Donchevich is implausible to impossibility Serbian surname since its root, "Донче" is a totally non-Serbian private name, being such not because of impossibility on behalf of the Serbs and their historical socio-linguistic circumstances to adopt it, but because it is formed by regression of Andon-(Андон), а male name from Greek origin used in this form exclusively by Bulgarians and ""Macedonian"s", but never by Serbs (with few exception related to with origin of the immediate area of contact with the Bulgarian continuum or by assimilation of Bulgarians), into Donche (Donče, Донче), most likely via "Done-Доне, "Dono-Доно" (vestigial vocative in the Bulgarian and "Macedonian" in the latter form, otherwise rarely used in those languages), also a form of the name which is never used by Serbs.
Finally, the onomastical basis "Dono" + "-che" is established via a way of forming a diminutive form according to common rule of Bulgarian and ""Macedonian"" language, which is most commonly the suffix "-che/če/че", which is never used in Serbian language.
Examples:
English: "girl"
Serbian: "devojka" d. "devojčica"
Bulgarian "devojka" d. "devojče"
"Macedonian" "devojka" d. "devojče"
English: "bridge"
Serbian: "most" d. "mostić"
Bulgarian "most" d. "movče"
"Macedonian" "most" d. "mostče"
English: "ball"
Serbian: "lopta" d. "loptica"
Bulgarian "topka" d "topče"
"Macedonian" "topka" d."topče"
English: "cloud"
Serbian: "oblak" d. "oblačić"
Bulgarian "oblak" d. "oblače"
"Macedonian" "oblak" d. "oblače"
Private names:
Serbian: "Stojan" d. "Stojančić"
Bulgarian "Stojan" d. "Stojče"
"Macedonian" "Stojan" d. "Stojče"
Serbian: "Bogdan" d. "Bogdančić"
Bulgarian "Bogdan" d. "Bogdanče"
"Macedonian" "Bogdan" d. "Bogdanče"
Serbian: "Nikola" d. "Nikolica"
Bulgarian "Nikola" d. "Nikolče"
"Macedonian" "Nikola" d. "Nikolče"
Conclusion: due to the unserbness of the root and the suffix from which the alleged "cryptosurname" of pseudohistorian publicist of FYROM, Akeksander Donski, being presented by M.E. Bolaris as "Dončević", the possibility of its genuineness and the implicit conspiratorial allegations such extensive repetition is intended to underline has been excluded.
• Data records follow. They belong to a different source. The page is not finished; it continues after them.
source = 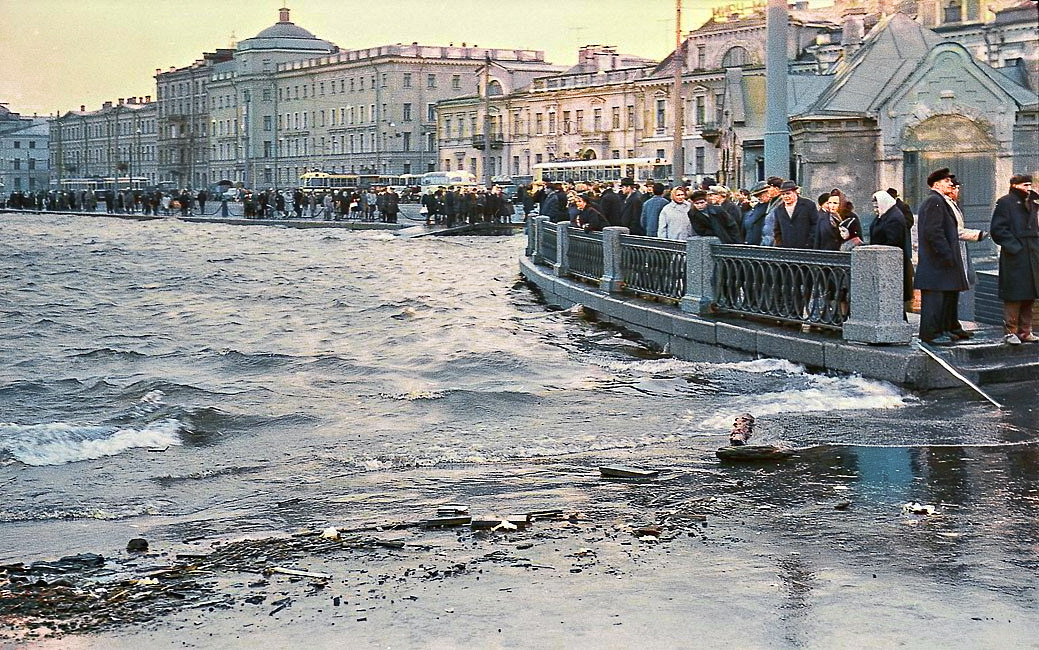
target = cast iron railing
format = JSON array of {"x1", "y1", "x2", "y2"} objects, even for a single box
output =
[
  {"x1": 569, "y1": 228, "x2": 603, "y2": 281},
  {"x1": 620, "y1": 235, "x2": 686, "y2": 300},
  {"x1": 711, "y1": 244, "x2": 851, "y2": 329}
]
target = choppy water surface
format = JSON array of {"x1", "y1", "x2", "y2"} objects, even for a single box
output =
[{"x1": 0, "y1": 215, "x2": 1039, "y2": 602}]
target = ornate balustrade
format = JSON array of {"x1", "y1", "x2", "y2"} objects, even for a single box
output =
[
  {"x1": 711, "y1": 244, "x2": 851, "y2": 329},
  {"x1": 567, "y1": 228, "x2": 603, "y2": 282},
  {"x1": 527, "y1": 217, "x2": 911, "y2": 344},
  {"x1": 620, "y1": 235, "x2": 686, "y2": 301}
]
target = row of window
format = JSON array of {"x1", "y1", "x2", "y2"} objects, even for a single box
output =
[
  {"x1": 53, "y1": 145, "x2": 156, "y2": 169},
  {"x1": 56, "y1": 117, "x2": 156, "y2": 140}
]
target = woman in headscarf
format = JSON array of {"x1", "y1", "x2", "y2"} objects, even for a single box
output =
[
  {"x1": 657, "y1": 185, "x2": 693, "y2": 241},
  {"x1": 870, "y1": 186, "x2": 912, "y2": 313},
  {"x1": 574, "y1": 192, "x2": 610, "y2": 233}
]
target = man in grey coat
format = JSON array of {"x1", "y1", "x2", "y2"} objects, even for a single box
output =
[{"x1": 991, "y1": 173, "x2": 1039, "y2": 345}]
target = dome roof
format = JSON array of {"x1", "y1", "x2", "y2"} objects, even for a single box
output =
[
  {"x1": 254, "y1": 22, "x2": 317, "y2": 39},
  {"x1": 238, "y1": 7, "x2": 336, "y2": 52}
]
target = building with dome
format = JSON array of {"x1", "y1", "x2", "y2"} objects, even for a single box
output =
[
  {"x1": 206, "y1": 8, "x2": 561, "y2": 187},
  {"x1": 0, "y1": 104, "x2": 50, "y2": 200}
]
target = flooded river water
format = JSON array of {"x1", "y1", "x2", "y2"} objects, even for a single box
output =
[{"x1": 0, "y1": 214, "x2": 1039, "y2": 645}]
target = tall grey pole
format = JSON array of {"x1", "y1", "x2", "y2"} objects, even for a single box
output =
[
  {"x1": 483, "y1": 52, "x2": 491, "y2": 187},
  {"x1": 671, "y1": 0, "x2": 686, "y2": 185},
  {"x1": 765, "y1": 0, "x2": 790, "y2": 179}
]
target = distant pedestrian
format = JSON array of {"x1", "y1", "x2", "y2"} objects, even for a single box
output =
[{"x1": 639, "y1": 183, "x2": 667, "y2": 237}]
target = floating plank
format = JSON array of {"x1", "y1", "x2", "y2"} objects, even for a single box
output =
[
  {"x1": 916, "y1": 341, "x2": 1003, "y2": 409},
  {"x1": 715, "y1": 444, "x2": 794, "y2": 462},
  {"x1": 598, "y1": 465, "x2": 660, "y2": 479},
  {"x1": 422, "y1": 515, "x2": 473, "y2": 529}
]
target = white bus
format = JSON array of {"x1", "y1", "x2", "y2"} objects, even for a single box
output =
[
  {"x1": 421, "y1": 171, "x2": 476, "y2": 194},
  {"x1": 533, "y1": 158, "x2": 671, "y2": 183}
]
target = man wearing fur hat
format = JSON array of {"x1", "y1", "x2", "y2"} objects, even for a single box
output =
[{"x1": 913, "y1": 167, "x2": 973, "y2": 345}]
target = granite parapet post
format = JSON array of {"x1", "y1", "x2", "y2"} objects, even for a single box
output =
[
  {"x1": 598, "y1": 225, "x2": 629, "y2": 294},
  {"x1": 544, "y1": 221, "x2": 570, "y2": 277},
  {"x1": 844, "y1": 246, "x2": 912, "y2": 345},
  {"x1": 678, "y1": 237, "x2": 721, "y2": 314}
]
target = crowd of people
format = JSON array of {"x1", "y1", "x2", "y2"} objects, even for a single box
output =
[{"x1": 520, "y1": 168, "x2": 1039, "y2": 345}]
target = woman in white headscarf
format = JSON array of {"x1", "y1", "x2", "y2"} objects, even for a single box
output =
[{"x1": 870, "y1": 186, "x2": 912, "y2": 313}]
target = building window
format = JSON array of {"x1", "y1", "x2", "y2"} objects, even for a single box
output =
[{"x1": 721, "y1": 46, "x2": 750, "y2": 67}]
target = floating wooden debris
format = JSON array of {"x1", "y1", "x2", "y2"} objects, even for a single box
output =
[
  {"x1": 728, "y1": 413, "x2": 754, "y2": 446},
  {"x1": 715, "y1": 444, "x2": 794, "y2": 463},
  {"x1": 422, "y1": 515, "x2": 473, "y2": 529},
  {"x1": 264, "y1": 567, "x2": 331, "y2": 580},
  {"x1": 598, "y1": 465, "x2": 660, "y2": 479}
]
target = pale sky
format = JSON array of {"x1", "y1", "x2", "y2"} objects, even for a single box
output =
[{"x1": 0, "y1": 0, "x2": 723, "y2": 115}]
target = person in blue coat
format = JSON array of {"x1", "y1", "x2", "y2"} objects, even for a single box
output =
[{"x1": 913, "y1": 167, "x2": 970, "y2": 345}]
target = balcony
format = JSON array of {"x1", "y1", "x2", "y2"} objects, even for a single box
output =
[
  {"x1": 696, "y1": 121, "x2": 722, "y2": 145},
  {"x1": 581, "y1": 131, "x2": 610, "y2": 146},
  {"x1": 473, "y1": 133, "x2": 505, "y2": 151}
]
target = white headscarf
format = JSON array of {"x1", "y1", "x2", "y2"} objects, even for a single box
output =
[{"x1": 873, "y1": 191, "x2": 895, "y2": 217}]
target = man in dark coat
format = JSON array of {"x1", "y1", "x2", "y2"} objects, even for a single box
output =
[
  {"x1": 913, "y1": 167, "x2": 970, "y2": 345},
  {"x1": 991, "y1": 173, "x2": 1039, "y2": 345},
  {"x1": 689, "y1": 190, "x2": 743, "y2": 244},
  {"x1": 762, "y1": 181, "x2": 819, "y2": 248},
  {"x1": 381, "y1": 187, "x2": 400, "y2": 223},
  {"x1": 598, "y1": 182, "x2": 619, "y2": 225},
  {"x1": 743, "y1": 181, "x2": 779, "y2": 246},
  {"x1": 620, "y1": 179, "x2": 645, "y2": 235}
]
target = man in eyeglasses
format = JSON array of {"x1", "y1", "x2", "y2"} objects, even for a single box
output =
[{"x1": 913, "y1": 167, "x2": 971, "y2": 345}]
A simple inquiry on Google for "Дончевић" (Serbian Cyrillic) or "Дончевиќ ("Macedonian") yields 8 result for Serbian variant, most of the articles referring to Croatian writer Ivan Dončević ("Dončević" is an existing surname among Croats of an entirely different etymology), while the inquiry in FYROMian carries to couple of dozen of topics in "Macedonian" and Bulgarian forums regarding the "Donski "Serbian-agent-behind-enemy-lines"conspiracy theory.
It has been demonstrated, just like Arthurpoulos or Richardidis in Greek, Kennethski, Bryanov, Trevorević in Slavic languages and Ljubomirson, Svobodington, Domromiling in English, that the form Donchevich imposed as a kind of sublime libel upon Alexandar Donski, entirely apart from obvious for all those who follow the New "Macedonian" Issue, is linguistically unnatural and implausible in both historical context and as a real-life existing example. This is a firm conclusion regardless of its being pronounceable in Serbian and other qualities which makes it a theoretical addition to a remarkably conservative corpus of ethnic surnames (like many others are) where it has no precedent in its entire written history nor among living Serbs.